İstanbul Havalimanı'nda saldırgan bir yolcunun, havalimanında yer hizmetleri bölümünde çalışan emekçi bir kadına karşı davranışları sosyal medyanın gündemine oturmuş, emekçilerin günlük yaşantılarında sıkça yaşadıkları durumlardan biri daha gün yüzüne çıkmıştı.
Görüntülerin kısa zamanda sosyal medya ve haber portallarında yayınlanmasının ardından en çok tartışılan başlıklardan biri olmuş, saldırgan yolcu fazlaca tepki toplamıştı. Sabiha Gökçen Havalimanı yer hizmetlerinde çalışan havayolu emekçileri, son yaşanan olayla ilgili Sol Haber'in sorularını yanıtladı.
Sol Haber Portalı'nda yer alan soru-cevaplardan bazıları şöyle:
- Yaşanan olayı "gergin bir yolcunun saygısızlığı" olarak yorumlayabilir miyiz?
Gergin bir yolcunun saygısızlığı denilmesinde bir beis görmüyorum. Ben malum görüntüleri izleyince etrafta polis, güvenlik, şirket yöneticisi aradı gözlerim. "Tabii ki yoklar" dedim. Sosyal medyada da, çalışan arkadaşlarımızda dahi bu soru yok.
Güya ülkenin sınırlarıyla beraber en stratejik noktaları olan havalimanlarında, her gün çalışana yönelik onlarcası darpa varan saldırı, hakaret olması anormal değil mi?
Bizim ofisimiz yolcuların giremeyeceği bir yerde idi, en az 10 kez uçak dolusu yolcu tarafından basıldı ve saatlerce mahsur kaldık. Ortalama 180 yolcu baskınından söz ediyoruz. Polis nerede pardon? Güvenlik neden sadece üst arar? Atlas ve Çelebi madem personelin yanında neden kriz anında tek bir yönetici yok?
- Çalışma koşullarınızdan kısaca bahsedebilir misiniz? Mesai sürecince nasıl zorluklarla karşılaşıyorsunuz?
Yer hizmetleri Sabiha Gökçen'de Çelebi, TGS ve Pegasus olmak üzere üç şirket tarafından veriliyor.
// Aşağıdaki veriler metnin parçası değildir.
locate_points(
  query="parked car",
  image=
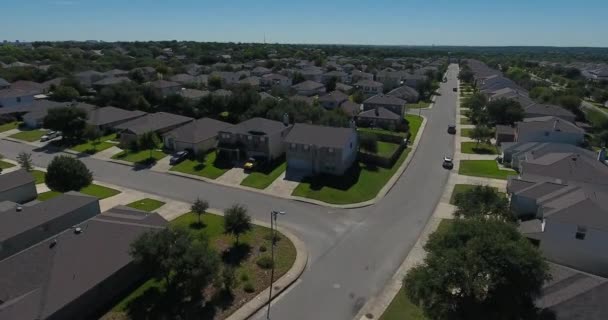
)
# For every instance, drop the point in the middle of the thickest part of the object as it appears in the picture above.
(50, 136)
(448, 163)
(452, 129)
(178, 157)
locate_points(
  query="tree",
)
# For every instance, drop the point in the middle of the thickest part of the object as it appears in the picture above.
(199, 207)
(66, 173)
(481, 133)
(237, 221)
(71, 121)
(482, 202)
(174, 255)
(368, 142)
(149, 141)
(478, 269)
(25, 161)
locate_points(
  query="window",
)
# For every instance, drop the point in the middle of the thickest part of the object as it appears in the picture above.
(581, 232)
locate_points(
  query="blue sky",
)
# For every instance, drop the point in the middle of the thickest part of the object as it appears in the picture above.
(404, 22)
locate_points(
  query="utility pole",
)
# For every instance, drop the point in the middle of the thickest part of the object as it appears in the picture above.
(273, 234)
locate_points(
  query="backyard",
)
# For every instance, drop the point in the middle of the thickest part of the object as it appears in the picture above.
(484, 168)
(212, 168)
(148, 300)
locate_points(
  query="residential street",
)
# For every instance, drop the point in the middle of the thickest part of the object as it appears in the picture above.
(353, 253)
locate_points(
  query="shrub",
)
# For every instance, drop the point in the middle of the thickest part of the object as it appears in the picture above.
(265, 262)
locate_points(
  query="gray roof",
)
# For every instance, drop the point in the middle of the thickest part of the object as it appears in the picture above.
(109, 115)
(199, 130)
(41, 280)
(152, 122)
(320, 136)
(379, 113)
(14, 180)
(256, 125)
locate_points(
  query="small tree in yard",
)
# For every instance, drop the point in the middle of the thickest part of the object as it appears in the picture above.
(199, 207)
(25, 161)
(237, 221)
(368, 142)
(66, 173)
(478, 269)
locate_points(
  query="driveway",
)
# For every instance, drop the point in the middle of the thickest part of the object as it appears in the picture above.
(353, 253)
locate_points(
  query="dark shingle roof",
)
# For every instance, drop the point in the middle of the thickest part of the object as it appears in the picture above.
(199, 130)
(320, 136)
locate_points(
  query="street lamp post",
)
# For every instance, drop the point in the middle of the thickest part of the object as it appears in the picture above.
(273, 234)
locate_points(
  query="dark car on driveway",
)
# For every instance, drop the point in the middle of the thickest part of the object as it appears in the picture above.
(178, 157)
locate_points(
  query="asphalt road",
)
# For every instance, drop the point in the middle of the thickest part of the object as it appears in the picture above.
(353, 253)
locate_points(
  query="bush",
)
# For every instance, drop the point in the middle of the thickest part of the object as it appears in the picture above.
(265, 262)
(248, 287)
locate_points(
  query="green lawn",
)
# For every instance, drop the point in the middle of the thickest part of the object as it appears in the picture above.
(358, 184)
(47, 195)
(146, 204)
(261, 180)
(98, 191)
(148, 301)
(140, 156)
(211, 168)
(9, 126)
(38, 176)
(478, 148)
(418, 105)
(5, 165)
(484, 168)
(401, 308)
(30, 135)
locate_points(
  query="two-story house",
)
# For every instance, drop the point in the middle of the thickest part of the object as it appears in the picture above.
(313, 149)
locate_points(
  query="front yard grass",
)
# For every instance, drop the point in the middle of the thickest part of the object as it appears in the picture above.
(360, 183)
(147, 302)
(262, 179)
(484, 168)
(9, 126)
(478, 148)
(212, 168)
(146, 204)
(29, 135)
(139, 157)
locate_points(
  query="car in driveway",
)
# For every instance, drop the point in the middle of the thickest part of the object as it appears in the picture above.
(50, 136)
(448, 162)
(178, 157)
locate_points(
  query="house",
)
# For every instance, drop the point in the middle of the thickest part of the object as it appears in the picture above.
(78, 272)
(548, 129)
(309, 88)
(406, 93)
(256, 137)
(369, 87)
(165, 88)
(315, 149)
(332, 100)
(379, 117)
(104, 119)
(11, 98)
(159, 122)
(24, 226)
(17, 186)
(394, 104)
(199, 135)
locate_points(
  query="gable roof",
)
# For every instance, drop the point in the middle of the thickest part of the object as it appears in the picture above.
(320, 136)
(199, 130)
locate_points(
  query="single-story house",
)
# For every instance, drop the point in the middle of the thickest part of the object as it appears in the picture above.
(256, 137)
(315, 149)
(17, 186)
(199, 135)
(309, 88)
(159, 122)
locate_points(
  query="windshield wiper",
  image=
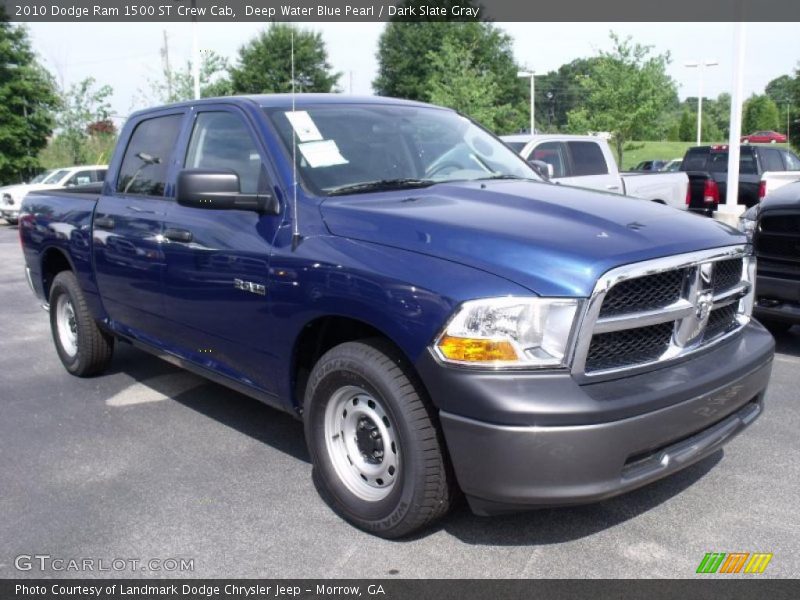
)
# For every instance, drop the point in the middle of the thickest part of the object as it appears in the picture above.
(506, 176)
(381, 185)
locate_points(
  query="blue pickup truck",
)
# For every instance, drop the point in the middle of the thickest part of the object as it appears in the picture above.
(442, 320)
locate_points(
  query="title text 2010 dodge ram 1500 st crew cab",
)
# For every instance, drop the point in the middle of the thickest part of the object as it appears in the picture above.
(401, 280)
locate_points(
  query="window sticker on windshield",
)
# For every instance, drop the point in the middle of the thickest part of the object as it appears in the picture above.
(304, 126)
(322, 154)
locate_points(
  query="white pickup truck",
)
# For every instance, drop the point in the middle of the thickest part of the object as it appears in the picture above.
(11, 196)
(586, 161)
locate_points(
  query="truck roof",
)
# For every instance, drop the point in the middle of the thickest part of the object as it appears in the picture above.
(527, 137)
(300, 100)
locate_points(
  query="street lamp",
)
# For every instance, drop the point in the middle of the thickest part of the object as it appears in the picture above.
(530, 74)
(700, 66)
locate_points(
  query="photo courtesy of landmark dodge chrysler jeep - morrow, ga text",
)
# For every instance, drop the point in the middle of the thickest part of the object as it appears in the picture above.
(442, 320)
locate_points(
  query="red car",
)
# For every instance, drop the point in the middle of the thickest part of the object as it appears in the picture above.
(764, 137)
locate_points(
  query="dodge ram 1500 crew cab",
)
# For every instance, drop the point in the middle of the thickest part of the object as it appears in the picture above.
(441, 319)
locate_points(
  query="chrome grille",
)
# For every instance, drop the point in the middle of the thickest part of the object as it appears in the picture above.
(644, 293)
(628, 347)
(660, 310)
(727, 274)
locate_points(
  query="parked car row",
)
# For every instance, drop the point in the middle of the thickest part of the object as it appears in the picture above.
(586, 161)
(761, 169)
(11, 196)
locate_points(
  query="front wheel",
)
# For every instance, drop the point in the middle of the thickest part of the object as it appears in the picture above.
(379, 458)
(84, 349)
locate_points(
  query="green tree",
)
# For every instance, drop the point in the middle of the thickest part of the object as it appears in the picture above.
(626, 93)
(403, 74)
(82, 105)
(27, 100)
(560, 92)
(176, 85)
(265, 63)
(455, 82)
(760, 112)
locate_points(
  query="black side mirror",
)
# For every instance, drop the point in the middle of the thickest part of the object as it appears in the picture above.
(219, 190)
(543, 169)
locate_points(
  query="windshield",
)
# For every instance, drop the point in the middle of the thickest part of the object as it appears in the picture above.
(352, 148)
(55, 177)
(41, 177)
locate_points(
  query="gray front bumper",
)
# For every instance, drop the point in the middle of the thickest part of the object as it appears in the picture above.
(511, 466)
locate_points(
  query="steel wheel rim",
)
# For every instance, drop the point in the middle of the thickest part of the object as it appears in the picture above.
(67, 326)
(362, 443)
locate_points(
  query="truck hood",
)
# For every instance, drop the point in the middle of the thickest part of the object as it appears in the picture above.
(554, 240)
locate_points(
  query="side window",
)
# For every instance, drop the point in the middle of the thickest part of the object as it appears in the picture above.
(146, 159)
(553, 154)
(791, 160)
(587, 159)
(771, 160)
(221, 140)
(79, 178)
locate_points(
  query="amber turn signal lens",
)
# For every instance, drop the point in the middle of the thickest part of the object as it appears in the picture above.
(476, 350)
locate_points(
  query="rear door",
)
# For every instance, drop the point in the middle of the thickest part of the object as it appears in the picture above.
(217, 261)
(589, 168)
(129, 222)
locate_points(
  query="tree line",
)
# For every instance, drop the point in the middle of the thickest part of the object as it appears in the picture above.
(468, 66)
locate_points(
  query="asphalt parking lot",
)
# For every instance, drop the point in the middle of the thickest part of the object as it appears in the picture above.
(151, 462)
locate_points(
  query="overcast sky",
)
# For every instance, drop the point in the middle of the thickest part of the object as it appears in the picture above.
(126, 55)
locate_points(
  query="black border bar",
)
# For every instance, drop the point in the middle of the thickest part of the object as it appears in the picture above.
(384, 10)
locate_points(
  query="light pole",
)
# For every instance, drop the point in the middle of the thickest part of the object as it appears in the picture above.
(531, 74)
(195, 55)
(700, 67)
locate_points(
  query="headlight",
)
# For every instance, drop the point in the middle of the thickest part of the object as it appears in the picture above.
(747, 222)
(509, 332)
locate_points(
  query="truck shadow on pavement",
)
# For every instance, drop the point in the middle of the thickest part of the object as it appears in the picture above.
(232, 409)
(788, 342)
(558, 525)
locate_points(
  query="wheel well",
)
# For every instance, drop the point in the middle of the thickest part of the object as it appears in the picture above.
(316, 339)
(53, 262)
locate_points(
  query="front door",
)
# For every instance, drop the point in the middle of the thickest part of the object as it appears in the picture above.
(217, 261)
(128, 226)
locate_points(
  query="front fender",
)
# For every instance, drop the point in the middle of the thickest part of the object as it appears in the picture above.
(405, 295)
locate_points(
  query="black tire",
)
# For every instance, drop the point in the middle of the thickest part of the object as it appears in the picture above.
(776, 326)
(94, 347)
(423, 489)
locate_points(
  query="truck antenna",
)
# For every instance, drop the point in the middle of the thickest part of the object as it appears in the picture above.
(296, 220)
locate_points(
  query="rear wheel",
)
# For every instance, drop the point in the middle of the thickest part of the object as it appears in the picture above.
(84, 349)
(379, 458)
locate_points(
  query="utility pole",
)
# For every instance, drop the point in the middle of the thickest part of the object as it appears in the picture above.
(531, 74)
(700, 65)
(195, 54)
(788, 133)
(731, 206)
(167, 68)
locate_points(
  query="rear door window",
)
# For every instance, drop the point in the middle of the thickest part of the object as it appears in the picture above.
(221, 140)
(553, 153)
(791, 160)
(771, 159)
(587, 159)
(696, 159)
(146, 160)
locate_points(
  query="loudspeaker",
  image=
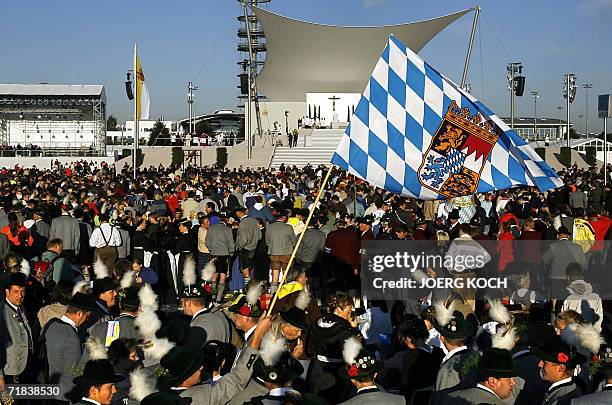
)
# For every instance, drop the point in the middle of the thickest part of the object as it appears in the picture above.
(244, 83)
(519, 86)
(128, 90)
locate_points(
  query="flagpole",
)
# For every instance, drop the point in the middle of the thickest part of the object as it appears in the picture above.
(135, 144)
(299, 241)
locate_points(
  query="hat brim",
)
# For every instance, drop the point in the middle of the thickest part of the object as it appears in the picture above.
(117, 378)
(196, 363)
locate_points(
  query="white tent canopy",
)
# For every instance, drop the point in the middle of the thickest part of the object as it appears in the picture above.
(304, 57)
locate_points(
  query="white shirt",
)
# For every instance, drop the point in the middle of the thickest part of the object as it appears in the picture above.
(452, 352)
(483, 387)
(69, 321)
(103, 234)
(564, 381)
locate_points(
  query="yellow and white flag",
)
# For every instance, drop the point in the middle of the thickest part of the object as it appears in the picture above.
(142, 93)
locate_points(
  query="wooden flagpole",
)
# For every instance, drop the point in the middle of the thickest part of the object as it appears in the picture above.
(299, 241)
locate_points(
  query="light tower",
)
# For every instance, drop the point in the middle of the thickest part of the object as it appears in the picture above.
(252, 48)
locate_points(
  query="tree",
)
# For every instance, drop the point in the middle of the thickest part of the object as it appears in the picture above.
(111, 123)
(159, 135)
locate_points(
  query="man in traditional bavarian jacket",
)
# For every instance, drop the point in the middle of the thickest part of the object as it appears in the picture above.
(16, 344)
(458, 369)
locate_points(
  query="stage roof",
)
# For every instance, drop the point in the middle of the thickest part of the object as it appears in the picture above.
(51, 90)
(305, 57)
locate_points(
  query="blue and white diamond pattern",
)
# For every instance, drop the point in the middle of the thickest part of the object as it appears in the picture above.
(399, 113)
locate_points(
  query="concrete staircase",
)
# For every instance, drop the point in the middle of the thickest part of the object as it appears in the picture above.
(320, 146)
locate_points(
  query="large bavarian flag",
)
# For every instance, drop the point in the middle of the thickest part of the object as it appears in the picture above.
(416, 133)
(142, 93)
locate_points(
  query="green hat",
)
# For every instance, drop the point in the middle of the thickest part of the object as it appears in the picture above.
(242, 307)
(498, 363)
(286, 369)
(179, 364)
(295, 317)
(82, 301)
(102, 285)
(98, 372)
(555, 350)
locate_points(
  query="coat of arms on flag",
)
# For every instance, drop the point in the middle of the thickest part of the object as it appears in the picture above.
(416, 133)
(457, 153)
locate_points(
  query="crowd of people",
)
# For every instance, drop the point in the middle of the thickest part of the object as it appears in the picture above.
(184, 286)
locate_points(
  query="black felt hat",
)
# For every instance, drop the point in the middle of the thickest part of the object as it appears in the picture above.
(364, 366)
(164, 398)
(102, 285)
(242, 307)
(82, 301)
(498, 363)
(17, 279)
(129, 297)
(295, 317)
(286, 369)
(457, 328)
(98, 372)
(178, 365)
(555, 350)
(175, 330)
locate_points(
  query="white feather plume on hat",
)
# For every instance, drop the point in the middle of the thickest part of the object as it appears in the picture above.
(444, 314)
(253, 294)
(351, 350)
(272, 347)
(303, 299)
(148, 298)
(147, 323)
(126, 280)
(189, 271)
(209, 270)
(141, 384)
(96, 350)
(25, 267)
(585, 337)
(156, 348)
(80, 287)
(504, 339)
(100, 269)
(498, 312)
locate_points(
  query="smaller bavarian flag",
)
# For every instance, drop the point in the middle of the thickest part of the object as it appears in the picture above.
(416, 133)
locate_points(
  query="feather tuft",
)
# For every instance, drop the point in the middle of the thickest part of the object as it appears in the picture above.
(253, 294)
(351, 350)
(141, 384)
(157, 348)
(189, 271)
(209, 270)
(25, 267)
(303, 299)
(498, 312)
(272, 347)
(80, 286)
(504, 339)
(148, 298)
(585, 337)
(126, 280)
(100, 269)
(96, 350)
(147, 323)
(443, 314)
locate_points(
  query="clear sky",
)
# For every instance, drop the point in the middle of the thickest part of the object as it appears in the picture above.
(90, 42)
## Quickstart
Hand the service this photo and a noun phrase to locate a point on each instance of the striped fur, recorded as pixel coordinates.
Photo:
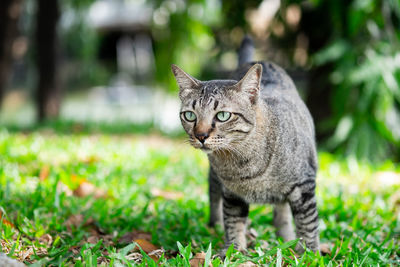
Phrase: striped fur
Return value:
(264, 153)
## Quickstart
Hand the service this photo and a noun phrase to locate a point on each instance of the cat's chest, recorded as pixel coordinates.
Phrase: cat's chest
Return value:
(253, 181)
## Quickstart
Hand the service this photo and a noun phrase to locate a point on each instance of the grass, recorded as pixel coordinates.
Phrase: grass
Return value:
(154, 189)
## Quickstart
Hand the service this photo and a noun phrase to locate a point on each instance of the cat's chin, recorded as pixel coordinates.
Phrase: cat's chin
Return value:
(206, 150)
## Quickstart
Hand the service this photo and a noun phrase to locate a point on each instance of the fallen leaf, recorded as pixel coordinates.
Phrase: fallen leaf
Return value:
(6, 261)
(74, 220)
(198, 260)
(253, 233)
(129, 237)
(62, 188)
(44, 173)
(86, 189)
(93, 239)
(91, 159)
(325, 248)
(5, 221)
(167, 194)
(46, 239)
(146, 245)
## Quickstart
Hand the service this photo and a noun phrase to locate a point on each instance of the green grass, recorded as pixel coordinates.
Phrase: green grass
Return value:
(359, 211)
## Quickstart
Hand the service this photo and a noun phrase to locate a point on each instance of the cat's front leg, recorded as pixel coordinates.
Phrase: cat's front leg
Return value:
(235, 212)
(283, 221)
(215, 195)
(304, 208)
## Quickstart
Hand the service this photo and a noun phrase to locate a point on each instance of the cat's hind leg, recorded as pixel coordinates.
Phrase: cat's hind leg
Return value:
(304, 208)
(215, 195)
(283, 221)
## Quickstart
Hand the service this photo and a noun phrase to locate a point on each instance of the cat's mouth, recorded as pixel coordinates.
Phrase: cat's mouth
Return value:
(206, 149)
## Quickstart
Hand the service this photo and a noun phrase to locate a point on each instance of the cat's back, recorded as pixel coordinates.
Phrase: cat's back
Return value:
(273, 77)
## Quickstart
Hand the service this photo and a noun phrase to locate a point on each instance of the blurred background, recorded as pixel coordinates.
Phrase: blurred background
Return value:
(74, 63)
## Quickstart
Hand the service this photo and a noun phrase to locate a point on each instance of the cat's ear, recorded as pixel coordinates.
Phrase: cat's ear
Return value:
(250, 83)
(186, 82)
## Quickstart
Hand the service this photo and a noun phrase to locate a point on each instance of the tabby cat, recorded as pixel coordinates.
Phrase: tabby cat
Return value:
(259, 138)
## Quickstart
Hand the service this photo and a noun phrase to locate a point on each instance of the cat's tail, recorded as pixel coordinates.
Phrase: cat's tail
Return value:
(246, 50)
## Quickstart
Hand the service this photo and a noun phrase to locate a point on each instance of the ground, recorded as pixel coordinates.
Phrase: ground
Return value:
(85, 199)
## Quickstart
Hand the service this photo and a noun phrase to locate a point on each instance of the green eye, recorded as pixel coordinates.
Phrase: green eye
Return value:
(223, 116)
(189, 116)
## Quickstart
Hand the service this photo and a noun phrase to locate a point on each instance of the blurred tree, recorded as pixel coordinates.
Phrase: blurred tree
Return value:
(10, 11)
(49, 88)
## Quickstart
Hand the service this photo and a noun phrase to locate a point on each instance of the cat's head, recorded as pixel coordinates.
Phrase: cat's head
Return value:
(218, 114)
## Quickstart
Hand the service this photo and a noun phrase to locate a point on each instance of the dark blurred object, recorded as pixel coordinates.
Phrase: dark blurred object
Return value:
(10, 11)
(49, 88)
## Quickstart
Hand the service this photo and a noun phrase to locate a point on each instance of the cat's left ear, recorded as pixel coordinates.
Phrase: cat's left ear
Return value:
(186, 82)
(250, 83)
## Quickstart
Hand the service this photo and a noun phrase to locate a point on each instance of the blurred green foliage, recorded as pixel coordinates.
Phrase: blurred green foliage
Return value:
(363, 51)
(353, 47)
(183, 36)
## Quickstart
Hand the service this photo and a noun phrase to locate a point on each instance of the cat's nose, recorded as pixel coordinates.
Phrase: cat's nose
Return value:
(202, 136)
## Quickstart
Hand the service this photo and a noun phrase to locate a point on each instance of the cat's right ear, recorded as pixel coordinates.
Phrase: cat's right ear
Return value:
(185, 82)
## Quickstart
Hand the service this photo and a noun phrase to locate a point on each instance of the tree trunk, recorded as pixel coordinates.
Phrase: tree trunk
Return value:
(48, 90)
(10, 11)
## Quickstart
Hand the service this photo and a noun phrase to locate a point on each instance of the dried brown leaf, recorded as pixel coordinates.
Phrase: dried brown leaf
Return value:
(131, 236)
(325, 248)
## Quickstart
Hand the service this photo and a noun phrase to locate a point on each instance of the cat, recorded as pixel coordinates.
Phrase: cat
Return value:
(260, 141)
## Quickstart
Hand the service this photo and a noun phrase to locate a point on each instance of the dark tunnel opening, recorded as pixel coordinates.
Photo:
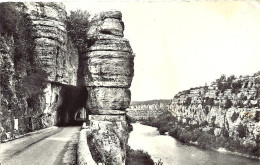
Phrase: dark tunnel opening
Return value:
(72, 109)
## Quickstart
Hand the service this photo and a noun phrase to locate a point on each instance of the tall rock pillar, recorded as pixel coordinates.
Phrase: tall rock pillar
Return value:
(108, 76)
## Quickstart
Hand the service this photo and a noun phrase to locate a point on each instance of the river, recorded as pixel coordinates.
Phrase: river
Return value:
(172, 152)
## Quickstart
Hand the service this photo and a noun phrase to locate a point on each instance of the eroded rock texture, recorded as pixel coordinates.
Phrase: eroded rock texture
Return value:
(25, 104)
(52, 45)
(108, 75)
(233, 107)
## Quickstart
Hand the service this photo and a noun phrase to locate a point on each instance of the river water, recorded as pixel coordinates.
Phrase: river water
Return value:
(172, 152)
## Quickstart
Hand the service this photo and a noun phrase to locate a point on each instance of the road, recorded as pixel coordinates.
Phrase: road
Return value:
(47, 147)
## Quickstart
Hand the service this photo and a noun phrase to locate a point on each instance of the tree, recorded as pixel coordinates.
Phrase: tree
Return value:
(228, 104)
(77, 26)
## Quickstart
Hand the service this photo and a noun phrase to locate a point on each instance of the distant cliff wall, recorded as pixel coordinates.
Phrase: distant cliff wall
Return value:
(148, 109)
(229, 107)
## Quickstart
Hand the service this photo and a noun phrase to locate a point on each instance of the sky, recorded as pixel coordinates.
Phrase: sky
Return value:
(179, 45)
(184, 44)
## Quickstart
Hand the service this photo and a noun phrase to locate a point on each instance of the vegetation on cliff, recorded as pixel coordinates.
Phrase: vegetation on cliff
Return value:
(187, 133)
(22, 76)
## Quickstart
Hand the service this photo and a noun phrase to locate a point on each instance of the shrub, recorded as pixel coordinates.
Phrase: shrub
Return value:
(225, 133)
(234, 116)
(206, 141)
(206, 110)
(228, 104)
(241, 131)
(188, 101)
(257, 116)
(137, 157)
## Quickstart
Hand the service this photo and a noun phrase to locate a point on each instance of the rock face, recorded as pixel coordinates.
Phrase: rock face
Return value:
(108, 75)
(52, 45)
(148, 109)
(54, 52)
(225, 105)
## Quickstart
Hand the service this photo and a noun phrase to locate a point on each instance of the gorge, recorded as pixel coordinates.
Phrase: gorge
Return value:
(224, 114)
Özellikle Pegasus ve Çelebi Yer Hizmetleri tam bir ücretli kölelik dayatıyor diyebiliriz. Ücret dediysek yanlış anlaşılmasın: Hasta oldun, rapor aldın paran gitti; kilo hatası yaptın paran gitti; boarding hatası yaptın paran gitti.. Özellikle TGS ve Pegasus'ta yöneticilerin baskısını, adam kayırmacılığını, performans değerlendirmelerindeki çarpıklığı anlatırsak yaşadığınız çağdan soğursunuz.